The group said its outlook for the rest of the year was cautious.
“Although statisticians are pointing towards a number of signs suggesting economies are beginning to move out of recession I think it’s very early days and one is best being cautious,” chief executive Philip Bowman said. He declined to give exact current order figures for the group’s Detection unit but said cargo screening orders had increased significantly, with around £26m of orders booked in the first two months of the financial year.
Smiths also joined a growing list of UK companies to announce the closure of its final salary pension plan in the UK. Dairy Crest on Tuesday announced plans to close its defined benefit scheme, following Barclays and BP earlier in the summer.
Smiths’ pension deficit ballooned to £464m at the half-year, from £11m six months earlier, after the value of equity investments collapsed, but Bowman said this deficit had now been reduced by £125m.
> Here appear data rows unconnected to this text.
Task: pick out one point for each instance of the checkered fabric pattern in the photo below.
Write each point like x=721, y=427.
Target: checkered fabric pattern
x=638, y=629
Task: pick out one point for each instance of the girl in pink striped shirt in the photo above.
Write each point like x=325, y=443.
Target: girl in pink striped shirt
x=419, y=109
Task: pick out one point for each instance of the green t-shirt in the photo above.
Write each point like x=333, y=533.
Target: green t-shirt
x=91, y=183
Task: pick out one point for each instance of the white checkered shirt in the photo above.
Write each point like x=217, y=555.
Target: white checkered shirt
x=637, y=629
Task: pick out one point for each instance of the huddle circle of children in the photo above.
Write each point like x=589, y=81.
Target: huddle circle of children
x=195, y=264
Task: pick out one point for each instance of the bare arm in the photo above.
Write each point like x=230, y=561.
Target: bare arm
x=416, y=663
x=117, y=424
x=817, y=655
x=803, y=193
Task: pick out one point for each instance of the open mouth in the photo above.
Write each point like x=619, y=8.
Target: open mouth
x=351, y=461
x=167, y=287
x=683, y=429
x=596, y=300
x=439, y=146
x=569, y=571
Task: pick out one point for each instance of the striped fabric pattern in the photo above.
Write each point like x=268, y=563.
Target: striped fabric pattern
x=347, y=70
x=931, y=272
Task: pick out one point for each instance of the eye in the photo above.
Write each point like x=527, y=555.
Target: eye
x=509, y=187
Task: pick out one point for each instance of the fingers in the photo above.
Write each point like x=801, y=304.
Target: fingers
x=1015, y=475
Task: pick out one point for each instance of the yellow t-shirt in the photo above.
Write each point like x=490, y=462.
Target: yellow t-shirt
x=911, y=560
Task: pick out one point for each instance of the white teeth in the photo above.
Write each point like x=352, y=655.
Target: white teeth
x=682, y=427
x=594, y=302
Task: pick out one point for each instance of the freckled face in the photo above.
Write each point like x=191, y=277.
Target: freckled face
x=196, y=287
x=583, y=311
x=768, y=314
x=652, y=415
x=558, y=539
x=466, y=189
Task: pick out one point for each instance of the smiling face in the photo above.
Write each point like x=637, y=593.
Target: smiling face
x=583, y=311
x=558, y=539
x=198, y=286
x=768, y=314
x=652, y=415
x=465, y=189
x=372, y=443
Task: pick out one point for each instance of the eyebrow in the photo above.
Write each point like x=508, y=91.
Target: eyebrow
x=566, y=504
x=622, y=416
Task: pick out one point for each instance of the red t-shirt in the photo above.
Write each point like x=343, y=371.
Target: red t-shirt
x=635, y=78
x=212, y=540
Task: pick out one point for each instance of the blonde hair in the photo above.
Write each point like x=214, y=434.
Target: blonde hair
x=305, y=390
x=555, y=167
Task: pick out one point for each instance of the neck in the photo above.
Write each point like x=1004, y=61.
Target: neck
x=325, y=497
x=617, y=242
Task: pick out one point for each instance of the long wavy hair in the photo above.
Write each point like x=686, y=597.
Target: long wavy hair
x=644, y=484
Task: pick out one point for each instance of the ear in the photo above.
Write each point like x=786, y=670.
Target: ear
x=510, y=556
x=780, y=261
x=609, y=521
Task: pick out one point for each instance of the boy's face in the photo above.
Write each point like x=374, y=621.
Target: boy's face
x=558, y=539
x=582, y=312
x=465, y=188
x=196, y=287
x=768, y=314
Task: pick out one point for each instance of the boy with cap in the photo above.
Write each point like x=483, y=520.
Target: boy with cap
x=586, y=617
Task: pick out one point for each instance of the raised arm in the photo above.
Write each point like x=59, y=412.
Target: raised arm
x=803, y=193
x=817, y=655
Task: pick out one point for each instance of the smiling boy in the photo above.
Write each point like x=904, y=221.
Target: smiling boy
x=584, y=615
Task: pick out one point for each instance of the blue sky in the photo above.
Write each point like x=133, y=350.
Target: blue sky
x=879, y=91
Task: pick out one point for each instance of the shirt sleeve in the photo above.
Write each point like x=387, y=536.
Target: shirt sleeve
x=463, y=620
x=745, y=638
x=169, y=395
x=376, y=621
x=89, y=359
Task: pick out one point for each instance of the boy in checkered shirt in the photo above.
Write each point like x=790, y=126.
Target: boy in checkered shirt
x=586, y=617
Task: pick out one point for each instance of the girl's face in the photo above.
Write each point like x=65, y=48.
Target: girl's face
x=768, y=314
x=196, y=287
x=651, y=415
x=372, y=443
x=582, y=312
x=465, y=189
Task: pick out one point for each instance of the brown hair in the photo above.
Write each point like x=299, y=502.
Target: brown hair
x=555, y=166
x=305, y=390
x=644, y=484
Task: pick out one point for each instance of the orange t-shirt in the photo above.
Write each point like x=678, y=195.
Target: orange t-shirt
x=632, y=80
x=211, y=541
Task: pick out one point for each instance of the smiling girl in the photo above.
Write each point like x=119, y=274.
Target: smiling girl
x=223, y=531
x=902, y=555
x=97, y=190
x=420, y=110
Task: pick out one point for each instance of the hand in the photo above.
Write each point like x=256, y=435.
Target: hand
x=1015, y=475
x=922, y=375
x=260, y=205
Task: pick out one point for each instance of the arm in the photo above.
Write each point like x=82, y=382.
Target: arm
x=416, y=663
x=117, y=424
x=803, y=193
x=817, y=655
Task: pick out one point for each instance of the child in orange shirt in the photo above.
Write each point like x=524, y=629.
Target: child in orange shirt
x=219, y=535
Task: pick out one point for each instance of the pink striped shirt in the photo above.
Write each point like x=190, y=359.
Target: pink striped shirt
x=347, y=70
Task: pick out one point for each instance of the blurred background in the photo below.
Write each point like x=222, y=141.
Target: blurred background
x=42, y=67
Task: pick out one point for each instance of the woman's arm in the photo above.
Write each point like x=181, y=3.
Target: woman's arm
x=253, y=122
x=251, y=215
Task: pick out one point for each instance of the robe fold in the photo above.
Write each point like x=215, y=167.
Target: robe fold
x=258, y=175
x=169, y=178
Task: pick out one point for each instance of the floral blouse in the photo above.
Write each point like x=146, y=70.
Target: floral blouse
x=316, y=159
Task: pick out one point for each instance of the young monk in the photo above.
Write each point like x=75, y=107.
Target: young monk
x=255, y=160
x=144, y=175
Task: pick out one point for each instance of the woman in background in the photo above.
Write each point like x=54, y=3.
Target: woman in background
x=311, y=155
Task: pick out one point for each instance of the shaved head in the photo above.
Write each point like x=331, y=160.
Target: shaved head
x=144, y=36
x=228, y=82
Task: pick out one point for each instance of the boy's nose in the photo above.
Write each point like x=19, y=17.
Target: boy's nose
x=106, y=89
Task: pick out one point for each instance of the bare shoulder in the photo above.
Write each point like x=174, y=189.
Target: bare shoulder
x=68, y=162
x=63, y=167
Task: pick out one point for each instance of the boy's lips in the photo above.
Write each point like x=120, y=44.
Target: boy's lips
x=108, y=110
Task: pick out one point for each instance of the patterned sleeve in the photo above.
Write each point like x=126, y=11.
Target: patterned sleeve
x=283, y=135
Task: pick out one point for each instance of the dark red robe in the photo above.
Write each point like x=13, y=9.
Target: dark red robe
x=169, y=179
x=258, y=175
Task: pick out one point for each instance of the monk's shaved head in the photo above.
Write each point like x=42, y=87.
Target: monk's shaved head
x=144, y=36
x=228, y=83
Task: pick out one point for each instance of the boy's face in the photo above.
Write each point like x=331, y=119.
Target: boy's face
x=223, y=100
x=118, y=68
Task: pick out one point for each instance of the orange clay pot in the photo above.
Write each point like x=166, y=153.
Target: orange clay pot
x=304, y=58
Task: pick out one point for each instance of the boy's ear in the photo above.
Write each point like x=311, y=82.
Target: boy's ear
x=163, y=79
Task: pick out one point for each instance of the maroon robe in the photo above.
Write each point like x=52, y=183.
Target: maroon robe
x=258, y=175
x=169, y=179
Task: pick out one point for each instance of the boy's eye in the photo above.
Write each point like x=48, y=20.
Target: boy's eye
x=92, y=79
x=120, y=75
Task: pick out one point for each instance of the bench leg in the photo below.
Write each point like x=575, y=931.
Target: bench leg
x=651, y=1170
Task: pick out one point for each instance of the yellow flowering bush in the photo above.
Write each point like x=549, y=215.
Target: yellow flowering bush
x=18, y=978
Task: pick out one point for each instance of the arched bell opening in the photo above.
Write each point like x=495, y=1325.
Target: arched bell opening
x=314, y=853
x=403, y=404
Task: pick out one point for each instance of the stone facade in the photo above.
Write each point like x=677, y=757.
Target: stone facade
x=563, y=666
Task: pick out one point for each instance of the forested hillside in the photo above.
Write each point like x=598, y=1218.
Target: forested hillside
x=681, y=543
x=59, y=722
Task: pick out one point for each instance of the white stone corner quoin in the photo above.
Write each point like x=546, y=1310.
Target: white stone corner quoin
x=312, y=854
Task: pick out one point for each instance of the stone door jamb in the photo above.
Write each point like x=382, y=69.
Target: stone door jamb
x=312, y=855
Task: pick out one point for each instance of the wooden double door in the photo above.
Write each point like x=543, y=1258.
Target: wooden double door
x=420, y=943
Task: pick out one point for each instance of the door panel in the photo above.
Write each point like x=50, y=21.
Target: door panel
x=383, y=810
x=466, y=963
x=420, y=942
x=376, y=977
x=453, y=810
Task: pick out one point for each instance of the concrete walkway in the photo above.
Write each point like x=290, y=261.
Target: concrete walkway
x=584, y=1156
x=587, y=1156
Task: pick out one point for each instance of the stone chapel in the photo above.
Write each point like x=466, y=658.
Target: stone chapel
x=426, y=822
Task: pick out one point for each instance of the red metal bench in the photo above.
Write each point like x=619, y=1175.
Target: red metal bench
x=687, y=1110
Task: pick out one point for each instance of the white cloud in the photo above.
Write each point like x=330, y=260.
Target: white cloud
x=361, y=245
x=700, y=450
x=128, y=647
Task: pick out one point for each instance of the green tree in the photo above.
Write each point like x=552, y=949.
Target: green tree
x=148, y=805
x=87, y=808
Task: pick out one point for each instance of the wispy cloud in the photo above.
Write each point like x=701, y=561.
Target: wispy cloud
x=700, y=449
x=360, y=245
“We continue to look with the trustees of the allocation of types in investments within the pension fund but in terms of direct actions, we have taken most of those during this year, as shown in the deficit reduction,” Bowman said.
Evolution analyst Nick Cunningham said: “The underlying results were very weak and the company has a significant lack of visibility going into the current year.” The firm posted profit of £371m on sales of £2.66bn from £2.3bn last year.